The future of the coal industry is anything but bright, but a new study in the journal Energy Economics offers hope for coal workers for high-quality employment in the rapidly expanding solar photovoltaic industry.
A combination of factors have led to a decline in profitability for coal-fired power plants in both the near and long term in the U.S. This reduced profitably is driving a steep decline in coal plants. For example, the U.S. Energy Information Administration notes that between 2010 and 2012, 14 GW of coal-fired capacity was retired and that a total of 60 GW will be retired by 2020. What these dry government numbers leave out is the effect on coal workers and their families as one major coal company after another files for bankruptcy. Although coal investors can simply call their brokers to move their money to more profitable industries, coal workers are left with pink slips and mortgages.
Fortunately, there is one energy industry sector growing at an incredible rate - solar photovoltaic technology that converts sunlight directly into electricity.
And they are hiring.
Some might question if the solar industry would welcome workers from a historical rival. Tom Kimbis, the interim president of the Solar Energy Industries Association (SEIA), puts that question to rest. He says "We welcome them with open arms. Every day, we're seeing talented men and women joining our ranks from every sector of the American workforce, including the coal industry."
Christopher Turek, a Director at Solar Energy International (SEI) agrees, "we welcome them with open arms to come get re-trained in the growing solar energy sector. The solar energy tent is a big tent approach and we welcome everyone."
Since the rapid decrease in the costs of solar photovoltaic technology, solar deployment is rising rapidly. Bloomberg reports the American solar industry had another record first quarter, but this time accounting for the majority of new power generation from any source for the first time. This is creating a lot of jobs in the U.S. solar industry, which is bringing on new workers 12 times faster than the overall economy. As of November 2015, the solar industry employs 208,859 solar workers, which is already larger than the roughly 150,000 jobs remaining in the coal industry. The new study found that the growth of solar-related employment could absorb the layoffs in the coal industry in the next 15 years. Kimbis points out, "these aren't just punch-the-clock jobs, these are careers."
How can a coal worker get a solar job?
The new study provides an analysis of the needs to retrain current coal workers for solar photovoltaic industry employment in the U.S. The current coal industry positions were determined, the skill set evaluated and the salaries tabulated. For each type of coal position, the closest equivalent PV position was determined trying to match current coal salaries and then the re-training time and investment was quantified. Turek points out, "One interesting opportunity for many of these coal miners is that many of them have transferable skill sets. These skill sets range from mechanical and electrical expertise and extends all the way to their confidence in working in a highly technical field with a strong focus on safety. Coal miners have a strong focus on safety while working in hazardous work environments and the solar industry needs these safety focused individuals who can bring that same level of focus to the solar industry".
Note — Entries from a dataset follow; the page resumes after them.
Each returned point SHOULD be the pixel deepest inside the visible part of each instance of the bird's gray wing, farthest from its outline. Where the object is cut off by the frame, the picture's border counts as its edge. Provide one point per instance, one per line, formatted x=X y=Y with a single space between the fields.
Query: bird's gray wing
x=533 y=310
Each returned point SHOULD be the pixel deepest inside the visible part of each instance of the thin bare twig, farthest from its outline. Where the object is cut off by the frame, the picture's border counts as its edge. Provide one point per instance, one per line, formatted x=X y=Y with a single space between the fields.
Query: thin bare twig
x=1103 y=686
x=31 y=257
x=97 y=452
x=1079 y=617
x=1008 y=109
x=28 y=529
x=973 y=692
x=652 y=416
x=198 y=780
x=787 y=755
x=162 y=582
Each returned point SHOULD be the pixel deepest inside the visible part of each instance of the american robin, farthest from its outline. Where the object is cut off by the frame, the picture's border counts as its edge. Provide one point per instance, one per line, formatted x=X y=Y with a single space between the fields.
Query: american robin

The appendices will be most useful to current coal workers that can look up their existing job to see what some of the best potential fits for them might be and the training necessary. It should be noted, however, that the costs and specific schools used as examples -are only that - there are low cost options for solar retraining in all the individual States, which coal workers may be able to use while still employed in the coal sector.
Turek explains that this is not a purely academic study. "SEI is headquartered in the heart of the declining Western Colorado coal country - this hits home for us. Many of our neighbors are losing their jobs as more and more coal mines close down. The good news is that they have the solar industry's leading technical training school right here in their backyard."
Kimbis points out that the requirements will depend on where you live: "Some states do require employees to obtain solar-specific licenses or certifications." He recommends learning as much as you can about the industry and the specific policies at play in your state.
Turek continues, "There are challenges for anyone wanting to get into this field as it is a highly dynamic and changing industry with new technologies coming to market all the time. Training is key and getting that training from a respected school is also crucial to overcome the challenge of jumping into a new career field."
The results of the study show that a relatively minor investment in retraining would allow the vast majority of coal workers to switch to solar-related positions even in the event of the elimination of the coal industry."With some training in solar-specific technologies, workers can move into sustainable, well-paying careers in solar." Kimbis explains. Training times depend on type of job and prior experience.
As Turek points out, "Unfortunately, politics has also gotten hold of this conversation and in an election year that creates a challenge. Electrons and the photovoltaic effect don't have a political affiliation. The sun just sends us photons everyday and the more we can do to harvest that power and convert it to usable clean energy to keep driving our country and the world forward - the better we ALL will be in the long run no matter your politics. Here at SEI - we don't care if someone sees themselves as a republican - democrat - conservative - or progressive - we just want to share our knowledge and expertise about renewable energy with anyone who is interested."
Kimbis concludes, "No matter what state you're located in, we welcome you. SEIA can help put you in touch with a hiring employer."